Banff is on my mind again. In a few days, I will be heading up there to chat about nonfiction with a group of fellow writers.
We call ourselves the Creative Nonfiction Collective. Can’t say I’m a big fan of that unwieldy term, creative nonfiction. We are all widely published, in periodicals, newspaper columns and books. What is our kind of writing if not creative? As J.C. Hallman says, whoever has heard of creative painting? Or creative sculpting? Or the creative playing of an instrument? But that’s the name chosen for this branch of the clan, so I’ll live with it until something better comes along. I refer to my kind of writing as narrative nonfiction, but that’s a rather cumbersome term as well. Suggestions, anyone?
I don’t know if we’ll come up with a new name for our group during our forthcoming get-together. We’ve been living with Creative Nonfiction now for five years. But there may be other discoveries in store for us. Last time I was in Banff with a group of writers, all of us recently featured at the WordFest international writers festival, I discovered the joys of the laptop sing-along.
It happened after an evening of socializing and exchanging of trade gossip. I had retired to my room when the phone rang. “You absolutely can’t go bed now,” said the voice at the other end. “You’ve got to come back to the Borgeau Lounge.
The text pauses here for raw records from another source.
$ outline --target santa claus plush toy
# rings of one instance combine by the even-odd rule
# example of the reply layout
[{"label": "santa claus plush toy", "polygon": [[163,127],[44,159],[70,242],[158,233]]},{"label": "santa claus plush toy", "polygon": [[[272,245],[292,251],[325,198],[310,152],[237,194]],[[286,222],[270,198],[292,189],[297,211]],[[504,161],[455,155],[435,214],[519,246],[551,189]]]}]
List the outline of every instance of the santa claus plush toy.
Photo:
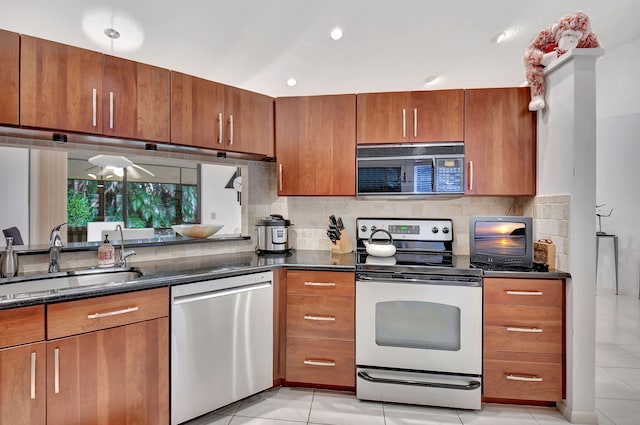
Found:
[{"label": "santa claus plush toy", "polygon": [[550,27],[542,29],[524,53],[525,75],[531,86],[530,111],[544,109],[545,66],[559,58],[568,50],[576,48],[600,47],[594,33],[591,32],[589,17],[584,12],[564,16]]}]

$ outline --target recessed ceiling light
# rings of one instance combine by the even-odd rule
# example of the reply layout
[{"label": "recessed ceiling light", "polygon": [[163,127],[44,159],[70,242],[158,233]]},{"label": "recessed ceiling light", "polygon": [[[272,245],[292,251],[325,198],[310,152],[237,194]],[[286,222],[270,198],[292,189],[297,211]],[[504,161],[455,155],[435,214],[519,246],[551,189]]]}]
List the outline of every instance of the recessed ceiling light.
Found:
[{"label": "recessed ceiling light", "polygon": [[116,38],[120,38],[120,33],[117,30],[114,30],[113,28],[105,28],[104,35],[106,35],[107,37],[113,40],[115,40]]},{"label": "recessed ceiling light", "polygon": [[344,33],[342,32],[342,30],[340,28],[334,28],[331,31],[331,38],[333,38],[334,40],[340,40],[343,35],[344,35]]},{"label": "recessed ceiling light", "polygon": [[296,79],[295,79],[295,78],[289,78],[289,79],[287,80],[287,85],[288,85],[289,87],[293,87],[293,86],[295,86],[296,84],[298,84],[298,82],[296,81]]},{"label": "recessed ceiling light", "polygon": [[429,84],[433,84],[436,82],[437,79],[438,79],[437,75],[429,75],[427,78],[424,79],[424,85],[427,86]]},{"label": "recessed ceiling light", "polygon": [[505,31],[502,31],[502,32],[501,32],[501,33],[499,33],[499,34],[496,34],[496,35],[492,38],[493,42],[494,42],[494,43],[496,43],[496,44],[500,44],[500,43],[502,43],[503,41],[505,41],[506,39],[507,39],[507,33],[506,33]]}]

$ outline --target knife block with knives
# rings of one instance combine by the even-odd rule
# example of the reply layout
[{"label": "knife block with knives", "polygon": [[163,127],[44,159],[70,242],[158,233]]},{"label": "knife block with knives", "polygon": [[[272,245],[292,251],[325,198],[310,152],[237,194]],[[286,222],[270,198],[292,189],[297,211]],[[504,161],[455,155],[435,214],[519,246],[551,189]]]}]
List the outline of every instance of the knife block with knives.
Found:
[{"label": "knife block with knives", "polygon": [[344,228],[342,218],[336,220],[334,215],[329,216],[329,229],[327,236],[331,240],[331,252],[333,254],[347,254],[353,252],[353,242]]}]

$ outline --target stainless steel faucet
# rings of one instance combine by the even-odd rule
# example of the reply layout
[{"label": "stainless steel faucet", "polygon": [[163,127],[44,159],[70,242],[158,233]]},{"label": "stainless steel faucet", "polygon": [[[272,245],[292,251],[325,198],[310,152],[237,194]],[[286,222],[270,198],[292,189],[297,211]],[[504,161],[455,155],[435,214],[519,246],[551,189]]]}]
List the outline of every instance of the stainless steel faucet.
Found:
[{"label": "stainless steel faucet", "polygon": [[60,228],[67,223],[58,224],[49,235],[49,273],[60,271],[60,248],[64,246]]},{"label": "stainless steel faucet", "polygon": [[122,226],[116,225],[116,230],[120,231],[120,257],[118,258],[118,267],[127,267],[127,257],[136,255],[134,250],[127,251],[124,249],[124,237],[122,235]]}]

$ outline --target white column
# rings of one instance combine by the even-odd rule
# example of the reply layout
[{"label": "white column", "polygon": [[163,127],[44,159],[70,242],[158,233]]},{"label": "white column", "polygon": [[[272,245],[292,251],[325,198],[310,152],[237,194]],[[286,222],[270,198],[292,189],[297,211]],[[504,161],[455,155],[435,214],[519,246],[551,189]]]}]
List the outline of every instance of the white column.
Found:
[{"label": "white column", "polygon": [[546,108],[538,113],[538,195],[569,194],[566,317],[567,394],[572,423],[595,412],[596,60],[603,49],[573,50],[545,70]]}]

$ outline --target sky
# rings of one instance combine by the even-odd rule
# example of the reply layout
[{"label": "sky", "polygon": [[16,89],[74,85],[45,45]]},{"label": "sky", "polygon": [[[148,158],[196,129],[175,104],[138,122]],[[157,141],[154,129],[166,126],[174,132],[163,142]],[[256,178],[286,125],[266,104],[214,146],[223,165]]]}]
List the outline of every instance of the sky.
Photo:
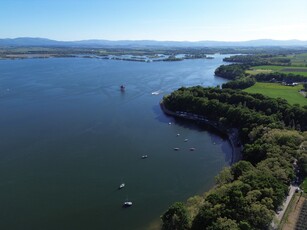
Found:
[{"label": "sky", "polygon": [[307,0],[0,0],[0,38],[307,40]]}]

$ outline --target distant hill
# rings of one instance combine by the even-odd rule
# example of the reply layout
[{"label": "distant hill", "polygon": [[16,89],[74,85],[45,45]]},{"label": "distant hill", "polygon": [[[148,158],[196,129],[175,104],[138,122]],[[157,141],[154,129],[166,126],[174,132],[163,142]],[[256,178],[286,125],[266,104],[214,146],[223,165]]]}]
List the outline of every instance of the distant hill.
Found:
[{"label": "distant hill", "polygon": [[57,46],[57,47],[251,47],[251,46],[305,46],[307,41],[300,40],[271,40],[260,39],[241,42],[224,41],[154,41],[154,40],[82,40],[82,41],[56,41],[46,38],[21,37],[13,39],[0,39],[0,46]]}]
We’ve just found a piano.” Of course, this was the Banff Centre. There had to be a piano around every corner. The hills are alive with the sound of music, don’t you know. And if there’s one thing writers like to do almost as much as they like to dance, it’s to sing.
We had the talent, the enthusiasm, and the piano we needed to get a sing-along happening. But we didn’t have song sheets. What were we to do for lyrics? How could we have a sing-along without words at our disposal? Enter Google, the search engine without which we would all be spending less time at the computer and more time in the library.
“Let’s do Elvis,” said someone. “Can you play ‘Can’t Help Falling in Love with You’?” Yes, I can play it, but who’s got the lyrics. Lee Henderson had the lyrics. He had his laptop with him, taking advantage of the fact that Wi-Fi abounds throughout this campus in the clouds. As soon as someone yelled out the title of a song, Lee had the lyrics up on the screen in front of him. Others went to their rooms and brought back laptops. “I thought it might seem a bit nerdy at first, but then I thought why not?” said one singer. Five more laptops soon appeared, and now the chorus was in full voice. “Can you sing Leonard Cohen’s ‘Famous Blue Raincoat?’” Nobody can sing Leonard Cohen’s “Famous Blue Raincoat.” But we gave it a try anyhow.
We sang until the sleepy residents of Lloyd Hall complained to security. The man came and asked us, politely, to shut down the music. I have since conducted some research and discovered that this was the first ever laptop sing-along in the recorded history of Canadian writers’ festivals. At least, that’s my story and I’m sticking to it. For all the entertainment distractions now available, from flat-screen TVs to iPods, writers still love to do sing-along. Who knew?